Angleterre 219 pour 1 (Wyatt-Hodge 105*, Jones 53, Sciver-Brunt 46*) pour le bâton Sri Lanka 132 (Samarawickrama 29, Kemp 4-21) par 87 points
La formation de départ de l’Angleterre a publié une déclaration
Le Sri Lanka a choisi de frapper en premier après avoir remporté le bol, mais sans grande raison. “Nous ne connaissons pas ces conditions et il a plu hier”, a déclaré Chamari Atapatu. Eh bien, il y avait beaucoup de points aujourd’hui alors que Wyatt-Hodge et son ancien partenaire d’ouverture Jones se sont montrés à la hauteur avec une position inflexible de 135 sur 82 balles.
Les deux hommes n’avaient pas débuté ensemble dans un match international complet depuis leur alliance improbable lors du même tournoi en Australie en 2020, lorsque les performances des deux hommes incluaient des canards contre la Thaïlande. Mais avec Sciver-Brunt de retour dans le onze suite à sa blessure au mollet et Sophie Dunkley payant le prix d’un double run, le moment était venu pour les retrouvailles et les conditions n’auraient guère pu être plus favorables.
Les nerfs du Sri Lanka n’ont pas été apaisés par le long délai précédant le premier ballon. mal set, qui a servi d’ouverture du tournoi, et Atpattu a dûment appelé les changements Powerplay, avec quatre quilleurs différents utilisés dans des overs consécutifs.
L’Angleterre n’est pas sortie du piège, mais elle n’en a pas eu besoin non plus, car l’absence habituelle des personnes d’âge moyen a commencé un régime régulier de course à pied. Mais après que Jones ait été déposé au carré arrière d’Atpatathu, un effort à une main de Kavisha Dilhari, qui avait peut-être plus de temps qu’il ne le pensait, les garde-corps se sont détachés alors que Wyatt-Hodge a frappé trois quatre sur Malki Madara pour amener l’Angleterre à 51 pour 0 à six.
Wyatt-Hodge prend le commandement
Avec son nouveau-né Daisy au premier plan de son esprit, Wyatt-Hodge a fait preuve d’expertise et de contentement dans une performance à couper le souffle. Elle a certainement manqué de points depuis son retour de congé de maternité, même si ses performances à domicile dans le Surrey (deux siècles et 96 en quatre manches) n’ont laissé aucun doute sur sa classe durable. Il n’y a jamais eu de doute sur sa position dans l’élite anglaise et nous savons maintenant pourquoi.

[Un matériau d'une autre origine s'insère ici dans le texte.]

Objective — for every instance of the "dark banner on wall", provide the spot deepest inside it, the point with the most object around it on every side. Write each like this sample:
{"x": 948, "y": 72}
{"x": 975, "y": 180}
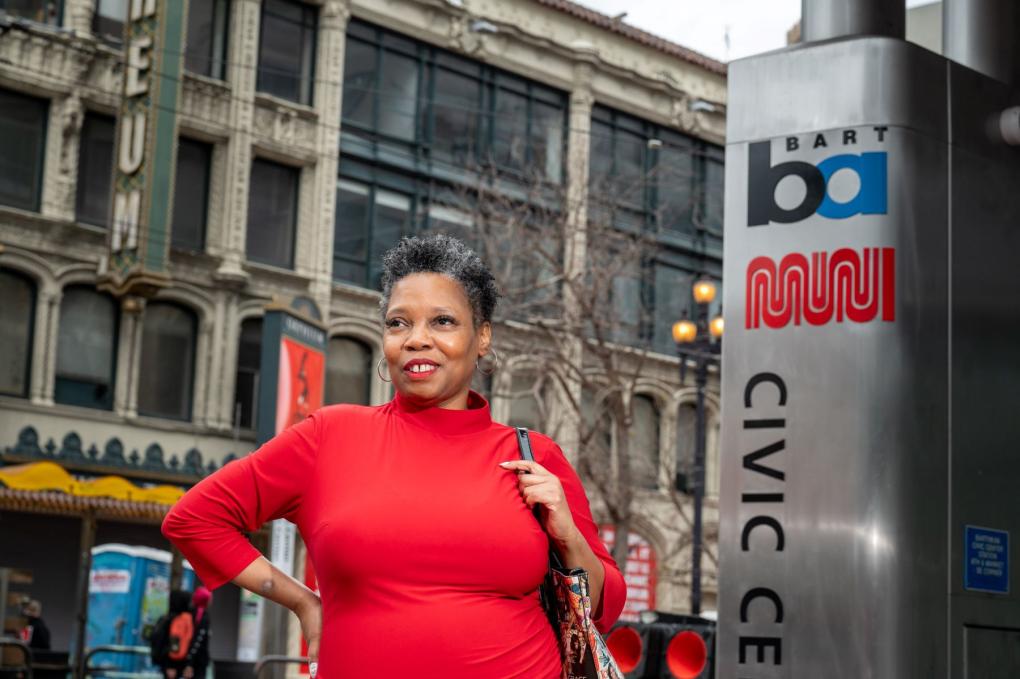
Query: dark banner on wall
{"x": 145, "y": 156}
{"x": 293, "y": 370}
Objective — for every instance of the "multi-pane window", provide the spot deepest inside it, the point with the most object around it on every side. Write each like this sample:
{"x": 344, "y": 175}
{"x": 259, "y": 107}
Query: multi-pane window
{"x": 598, "y": 431}
{"x": 16, "y": 322}
{"x": 645, "y": 178}
{"x": 87, "y": 349}
{"x": 645, "y": 441}
{"x": 41, "y": 11}
{"x": 206, "y": 50}
{"x": 108, "y": 21}
{"x": 287, "y": 50}
{"x": 22, "y": 146}
{"x": 348, "y": 371}
{"x": 249, "y": 362}
{"x": 458, "y": 111}
{"x": 369, "y": 220}
{"x": 525, "y": 409}
{"x": 191, "y": 198}
{"x": 672, "y": 302}
{"x": 272, "y": 213}
{"x": 95, "y": 169}
{"x": 169, "y": 335}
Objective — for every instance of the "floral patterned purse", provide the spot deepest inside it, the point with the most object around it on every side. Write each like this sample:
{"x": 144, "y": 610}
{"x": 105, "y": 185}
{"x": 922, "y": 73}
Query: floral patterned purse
{"x": 565, "y": 597}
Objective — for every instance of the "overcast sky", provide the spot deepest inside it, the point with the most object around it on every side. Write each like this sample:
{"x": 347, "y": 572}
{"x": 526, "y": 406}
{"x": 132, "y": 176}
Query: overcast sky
{"x": 754, "y": 25}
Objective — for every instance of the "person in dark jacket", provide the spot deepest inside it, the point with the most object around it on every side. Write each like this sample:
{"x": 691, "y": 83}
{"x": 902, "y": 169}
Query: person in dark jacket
{"x": 168, "y": 642}
{"x": 198, "y": 655}
{"x": 36, "y": 634}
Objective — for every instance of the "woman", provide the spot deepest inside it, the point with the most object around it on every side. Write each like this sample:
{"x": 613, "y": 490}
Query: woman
{"x": 174, "y": 642}
{"x": 417, "y": 514}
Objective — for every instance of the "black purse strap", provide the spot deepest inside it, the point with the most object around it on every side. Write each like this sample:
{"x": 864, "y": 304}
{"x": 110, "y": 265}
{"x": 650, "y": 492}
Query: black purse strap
{"x": 524, "y": 445}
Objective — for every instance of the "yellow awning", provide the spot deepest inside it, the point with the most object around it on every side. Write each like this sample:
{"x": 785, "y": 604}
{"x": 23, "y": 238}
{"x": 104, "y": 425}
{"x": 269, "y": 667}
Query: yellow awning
{"x": 51, "y": 476}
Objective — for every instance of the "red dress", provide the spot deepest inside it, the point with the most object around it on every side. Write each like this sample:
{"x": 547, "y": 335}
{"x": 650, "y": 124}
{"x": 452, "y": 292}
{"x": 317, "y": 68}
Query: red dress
{"x": 427, "y": 559}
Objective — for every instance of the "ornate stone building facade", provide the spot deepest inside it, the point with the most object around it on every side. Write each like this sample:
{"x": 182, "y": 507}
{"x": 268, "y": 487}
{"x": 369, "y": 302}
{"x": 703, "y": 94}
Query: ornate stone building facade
{"x": 312, "y": 135}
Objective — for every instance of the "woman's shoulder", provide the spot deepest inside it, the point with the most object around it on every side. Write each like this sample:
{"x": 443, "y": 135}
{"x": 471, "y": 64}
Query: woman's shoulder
{"x": 543, "y": 447}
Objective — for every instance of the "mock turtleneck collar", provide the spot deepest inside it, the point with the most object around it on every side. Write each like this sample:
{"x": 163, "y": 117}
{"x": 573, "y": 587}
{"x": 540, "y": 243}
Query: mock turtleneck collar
{"x": 445, "y": 421}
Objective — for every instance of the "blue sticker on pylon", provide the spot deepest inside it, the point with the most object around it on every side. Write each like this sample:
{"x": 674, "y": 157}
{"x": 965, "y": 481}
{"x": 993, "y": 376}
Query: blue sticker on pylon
{"x": 987, "y": 560}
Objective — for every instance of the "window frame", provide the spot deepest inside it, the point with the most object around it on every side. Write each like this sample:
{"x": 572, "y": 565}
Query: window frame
{"x": 209, "y": 150}
{"x": 220, "y": 32}
{"x": 58, "y": 19}
{"x": 431, "y": 59}
{"x": 295, "y": 217}
{"x": 68, "y": 399}
{"x": 40, "y": 178}
{"x": 109, "y": 40}
{"x": 373, "y": 270}
{"x": 314, "y": 9}
{"x": 81, "y": 187}
{"x": 190, "y": 386}
{"x": 236, "y": 421}
{"x": 31, "y": 327}
{"x": 656, "y": 432}
{"x": 369, "y": 373}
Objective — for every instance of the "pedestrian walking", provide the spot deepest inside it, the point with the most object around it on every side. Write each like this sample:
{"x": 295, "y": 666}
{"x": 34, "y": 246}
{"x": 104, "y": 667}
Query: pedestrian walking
{"x": 35, "y": 633}
{"x": 416, "y": 514}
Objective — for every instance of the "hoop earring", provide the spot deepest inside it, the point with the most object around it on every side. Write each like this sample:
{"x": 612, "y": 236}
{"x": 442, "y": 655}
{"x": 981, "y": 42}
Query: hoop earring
{"x": 378, "y": 370}
{"x": 494, "y": 363}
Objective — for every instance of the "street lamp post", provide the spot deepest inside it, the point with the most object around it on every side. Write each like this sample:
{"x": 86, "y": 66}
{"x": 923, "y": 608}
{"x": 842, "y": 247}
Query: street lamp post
{"x": 699, "y": 341}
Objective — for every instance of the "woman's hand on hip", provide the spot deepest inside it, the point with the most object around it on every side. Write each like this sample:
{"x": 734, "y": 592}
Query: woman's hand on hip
{"x": 309, "y": 613}
{"x": 540, "y": 486}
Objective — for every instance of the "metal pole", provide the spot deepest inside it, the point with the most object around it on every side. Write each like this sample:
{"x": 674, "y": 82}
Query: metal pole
{"x": 696, "y": 543}
{"x": 979, "y": 35}
{"x": 84, "y": 571}
{"x": 824, "y": 19}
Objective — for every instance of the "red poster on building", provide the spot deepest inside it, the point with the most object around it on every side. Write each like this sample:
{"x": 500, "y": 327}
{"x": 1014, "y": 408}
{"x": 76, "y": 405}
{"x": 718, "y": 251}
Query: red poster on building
{"x": 640, "y": 573}
{"x": 299, "y": 392}
{"x": 312, "y": 584}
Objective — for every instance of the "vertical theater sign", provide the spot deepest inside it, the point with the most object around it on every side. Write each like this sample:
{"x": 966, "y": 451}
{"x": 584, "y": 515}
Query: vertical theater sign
{"x": 145, "y": 156}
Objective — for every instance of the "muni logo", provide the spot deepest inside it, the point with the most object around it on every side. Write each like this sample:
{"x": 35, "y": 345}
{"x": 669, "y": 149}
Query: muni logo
{"x": 764, "y": 177}
{"x": 822, "y": 288}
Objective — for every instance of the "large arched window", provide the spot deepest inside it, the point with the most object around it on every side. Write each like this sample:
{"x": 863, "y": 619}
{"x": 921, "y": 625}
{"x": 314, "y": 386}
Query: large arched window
{"x": 246, "y": 386}
{"x": 16, "y": 314}
{"x": 686, "y": 437}
{"x": 87, "y": 349}
{"x": 348, "y": 371}
{"x": 645, "y": 442}
{"x": 167, "y": 367}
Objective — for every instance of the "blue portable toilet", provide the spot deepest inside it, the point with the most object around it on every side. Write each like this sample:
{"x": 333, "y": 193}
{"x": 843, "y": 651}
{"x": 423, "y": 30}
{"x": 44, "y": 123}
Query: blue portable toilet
{"x": 129, "y": 590}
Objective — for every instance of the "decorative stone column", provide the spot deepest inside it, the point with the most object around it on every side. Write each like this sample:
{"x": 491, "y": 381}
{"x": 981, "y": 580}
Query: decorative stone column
{"x": 575, "y": 236}
{"x": 129, "y": 349}
{"x": 44, "y": 346}
{"x": 242, "y": 74}
{"x": 224, "y": 341}
{"x": 78, "y": 15}
{"x": 62, "y": 143}
{"x": 328, "y": 93}
{"x": 203, "y": 373}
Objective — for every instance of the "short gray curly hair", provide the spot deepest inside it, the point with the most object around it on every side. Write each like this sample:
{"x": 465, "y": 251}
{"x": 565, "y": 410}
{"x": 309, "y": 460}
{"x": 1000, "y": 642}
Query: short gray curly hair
{"x": 438, "y": 253}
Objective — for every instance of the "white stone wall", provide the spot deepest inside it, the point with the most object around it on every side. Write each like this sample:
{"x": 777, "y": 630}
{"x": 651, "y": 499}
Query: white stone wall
{"x": 77, "y": 73}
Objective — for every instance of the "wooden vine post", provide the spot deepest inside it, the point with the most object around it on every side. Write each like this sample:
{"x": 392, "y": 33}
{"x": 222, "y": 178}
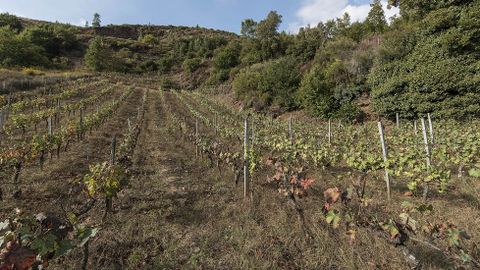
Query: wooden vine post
{"x": 1, "y": 120}
{"x": 385, "y": 155}
{"x": 113, "y": 150}
{"x": 290, "y": 132}
{"x": 430, "y": 126}
{"x": 253, "y": 133}
{"x": 50, "y": 128}
{"x": 427, "y": 151}
{"x": 329, "y": 131}
{"x": 246, "y": 164}
{"x": 80, "y": 135}
{"x": 196, "y": 137}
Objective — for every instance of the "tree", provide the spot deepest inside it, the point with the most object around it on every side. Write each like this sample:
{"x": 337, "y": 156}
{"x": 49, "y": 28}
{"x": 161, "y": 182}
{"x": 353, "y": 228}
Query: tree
{"x": 227, "y": 57}
{"x": 315, "y": 93}
{"x": 376, "y": 21}
{"x": 96, "y": 20}
{"x": 248, "y": 28}
{"x": 15, "y": 50}
{"x": 271, "y": 83}
{"x": 98, "y": 56}
{"x": 268, "y": 28}
{"x": 12, "y": 21}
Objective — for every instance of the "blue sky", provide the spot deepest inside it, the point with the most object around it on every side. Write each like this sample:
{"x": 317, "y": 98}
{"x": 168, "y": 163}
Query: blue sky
{"x": 218, "y": 14}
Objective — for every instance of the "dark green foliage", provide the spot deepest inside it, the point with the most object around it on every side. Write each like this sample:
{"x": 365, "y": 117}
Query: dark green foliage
{"x": 191, "y": 65}
{"x": 54, "y": 38}
{"x": 165, "y": 64}
{"x": 12, "y": 21}
{"x": 316, "y": 94}
{"x": 248, "y": 28}
{"x": 430, "y": 71}
{"x": 17, "y": 51}
{"x": 96, "y": 20}
{"x": 227, "y": 57}
{"x": 99, "y": 55}
{"x": 268, "y": 28}
{"x": 270, "y": 83}
{"x": 376, "y": 21}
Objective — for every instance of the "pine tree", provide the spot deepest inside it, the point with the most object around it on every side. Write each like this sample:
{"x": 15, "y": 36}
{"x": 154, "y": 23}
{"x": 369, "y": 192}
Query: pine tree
{"x": 376, "y": 21}
{"x": 96, "y": 20}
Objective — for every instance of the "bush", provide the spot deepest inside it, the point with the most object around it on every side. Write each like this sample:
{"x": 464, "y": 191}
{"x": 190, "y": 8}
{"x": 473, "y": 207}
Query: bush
{"x": 349, "y": 111}
{"x": 61, "y": 62}
{"x": 270, "y": 83}
{"x": 99, "y": 56}
{"x": 315, "y": 93}
{"x": 227, "y": 57}
{"x": 11, "y": 21}
{"x": 16, "y": 51}
{"x": 165, "y": 64}
{"x": 32, "y": 72}
{"x": 191, "y": 65}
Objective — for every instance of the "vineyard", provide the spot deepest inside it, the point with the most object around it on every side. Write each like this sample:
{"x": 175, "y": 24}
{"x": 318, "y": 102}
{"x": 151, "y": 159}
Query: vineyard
{"x": 114, "y": 172}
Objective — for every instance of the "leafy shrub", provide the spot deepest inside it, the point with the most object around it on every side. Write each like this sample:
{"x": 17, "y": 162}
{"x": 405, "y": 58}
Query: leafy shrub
{"x": 191, "y": 65}
{"x": 315, "y": 93}
{"x": 32, "y": 72}
{"x": 270, "y": 83}
{"x": 11, "y": 21}
{"x": 16, "y": 51}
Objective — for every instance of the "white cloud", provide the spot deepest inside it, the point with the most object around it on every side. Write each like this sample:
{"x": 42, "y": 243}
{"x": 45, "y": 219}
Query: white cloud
{"x": 314, "y": 11}
{"x": 81, "y": 22}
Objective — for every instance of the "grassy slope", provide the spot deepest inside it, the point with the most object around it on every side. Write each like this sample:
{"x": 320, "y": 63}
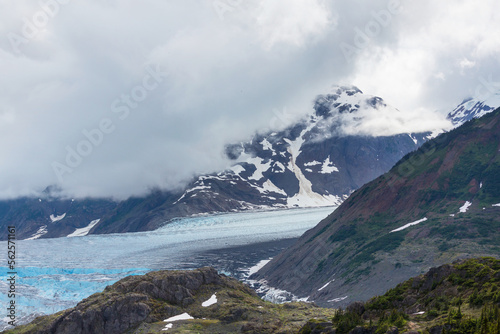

Avec Jones à ses côtés, Wyatt-Hodge a mené le rythme de l’Angleterre. Il a fracassé huit quatre dans sa cinquantaine de 33 balles, dont le dernier, au-dessus d’une couverture supplémentaire, a donné le premier aperçu de sa petite célébration rock-a-little à la Bebeto. Il a enchaîné avec les six premiers du tournoi, une gifle musclée sur Atpatathu alors que l’Angleterre continuait à en frapper dix chacune à un rythme qui ne laissait aucune chance au Sri Lanka de reprendre ses esprits.
La seule menace réelle était la perspective de décrocher son troisième siècle T20I au cours de ses manches ternes. Il était à 96 lorsque Madara a commencé la finale, mais a rapidement perdu la frappe à cause d’une mauvaise glissade sur un ballon plus lent. Cela pourrait s’avérer coûteux avec Sciver-Brunt suintant la classe familière de 22 balles sur ses 46 invaincus et étant impitoyable dans la chasse à ses propres limites.
Mais une forte déchirure sur le terrain lors d’un rebond carré arrière a refusé à Sciver-Brunt une troisième limite consécutive et Wyatt-Hodge était à deux balles de sceller l’accord. Tout ce dont il avait besoin était un remaniement prémédité du côté hors-jeu et un balayage serré à travers le carré arrière. Edgbaston a rugi lorsque Bibeto est revenu et un dernier départ et une longue fin ont couronné une soirée exceptionnelle pour la plus longue campagne d’Angleterre.
L’acte de soutien de l’Angleterre montre sa classe
Jones est un ouvreur enthousiaste de l’Angleterre qui s’est amélioré dans son rôle d’ODI ces derniers temps, y compris un siècle consécutif contre les Antilles l’été dernier. Et même s’il a finalement dominé son partenaire, son retour au sommet était une justification suffisante pour la relégation de l’Angleterre. Avec une cinquantaine sur 34 balles, il n’a guère pâli en termes de rythme, même s’il a eu plus de chance en cours de route, avec notamment une mauvaise chute sur 48 alors que Kumar a eu une chance de revenir à la 3e tentative. Il restait au skipper à montrer comment procéder, avec une position basse confortable sur la couverture pour offrir à Madara sa première Coupe du monde.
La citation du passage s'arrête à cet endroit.